"Baik, nanti saya akan segera ke sana. Kamu tolong handle semuanya."
Suara orang mengobrol membangunkan Anin dari tidurnya. Sepertinya Anin seringkali tertidur akhir-akhir ini dan bangun dengan suara-suara orang di depan pintunya. Tapi tunggu, ini bukan kamarnya. Seorang pria berjas hitam berdiri didekat pintu dan membelakanginya. Sepertinya suara tadi berasal dari pria tersebut, karena ada handphone yang ia genggam didekat telinganya.
"Kenapa gue ada di sini?" tanya Anin dalam hati. Kepalanya kembali terasa sakit ketika ia berusaha mengingat apa yang terjadinya sebelumnya . Orangtuanya meninggalkannnya, kemudian ia diusir dari rumah, dan ia akan pergi ke toko emas untuk menjual kalungnya, kemudian ada sesuatu yang sangat keras menghantamnya. Ya, ia ingat sekarang. Pasti ia sedang berada di rumah sakit karena tertabak mobil. Dan pria itu pasti yang menabraknya.
'Cklek'
Suara pintu dibuka dari luar, membuat mata Anin memandang kearah tersebut.

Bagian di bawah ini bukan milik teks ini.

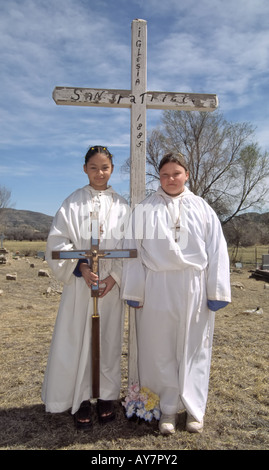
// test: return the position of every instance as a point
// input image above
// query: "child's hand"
(89, 277)
(106, 285)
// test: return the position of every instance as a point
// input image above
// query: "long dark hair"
(98, 149)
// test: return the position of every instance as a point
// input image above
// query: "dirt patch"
(237, 414)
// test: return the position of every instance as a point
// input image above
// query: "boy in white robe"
(180, 277)
(67, 382)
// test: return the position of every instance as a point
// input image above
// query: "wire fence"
(251, 256)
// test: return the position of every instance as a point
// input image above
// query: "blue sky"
(198, 46)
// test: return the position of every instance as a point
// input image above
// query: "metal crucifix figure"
(95, 254)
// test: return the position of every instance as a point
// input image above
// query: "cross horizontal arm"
(125, 99)
(82, 254)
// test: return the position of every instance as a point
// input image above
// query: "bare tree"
(226, 168)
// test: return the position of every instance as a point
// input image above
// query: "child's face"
(98, 169)
(173, 178)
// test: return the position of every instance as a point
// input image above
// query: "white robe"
(67, 380)
(173, 281)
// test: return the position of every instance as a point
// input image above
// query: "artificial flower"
(142, 403)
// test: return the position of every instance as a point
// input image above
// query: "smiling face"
(99, 169)
(173, 178)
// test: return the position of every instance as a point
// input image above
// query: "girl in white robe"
(67, 382)
(180, 277)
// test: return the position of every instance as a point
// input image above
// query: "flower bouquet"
(142, 403)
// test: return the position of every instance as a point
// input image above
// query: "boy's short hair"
(173, 157)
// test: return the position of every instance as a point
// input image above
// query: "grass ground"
(237, 416)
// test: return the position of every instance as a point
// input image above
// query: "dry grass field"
(237, 415)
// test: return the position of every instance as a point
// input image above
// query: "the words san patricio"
(142, 459)
(125, 98)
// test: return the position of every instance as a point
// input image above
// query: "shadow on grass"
(31, 428)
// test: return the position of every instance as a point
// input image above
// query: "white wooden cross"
(138, 99)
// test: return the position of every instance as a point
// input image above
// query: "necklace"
(176, 224)
(96, 206)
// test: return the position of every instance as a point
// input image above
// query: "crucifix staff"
(95, 254)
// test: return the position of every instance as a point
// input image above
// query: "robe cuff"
(76, 271)
(133, 303)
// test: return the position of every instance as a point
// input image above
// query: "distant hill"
(250, 228)
(13, 222)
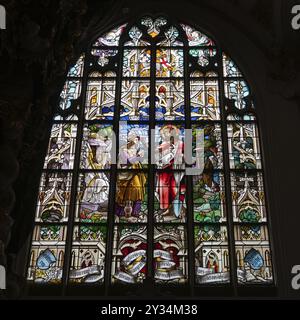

"Sudah sadar?" tanya pria yang membuka pintu ketika matanya melihat Anin yang sedang meringis sambil memegang kepalanya.
Pertanyaan tersebut membuat pria yang memegang handphone membalikan badan dan melihat kearah Anin.
Anin membeku. Nafasnya tercekat ketika melihat sosok pria tersebut. Matanya melebar karena terkejut. Mata tajam pria itu memandang lurus kearah Anin.
"Ada keluhan mbak? Atau ada yang sakit?" tanya pria yang membuka pintu yang ternyata seorang dokter. Ia takut terjadi sesuatu karena melihat ekspresi Anin.
Anin diam, tidak menjawab. Pandangannya masih tertuju ke arah pria di depannya.
"Kepalanya masih pusing mbak?" tanya sang dokter karena melihat Anin memegang kepalanya.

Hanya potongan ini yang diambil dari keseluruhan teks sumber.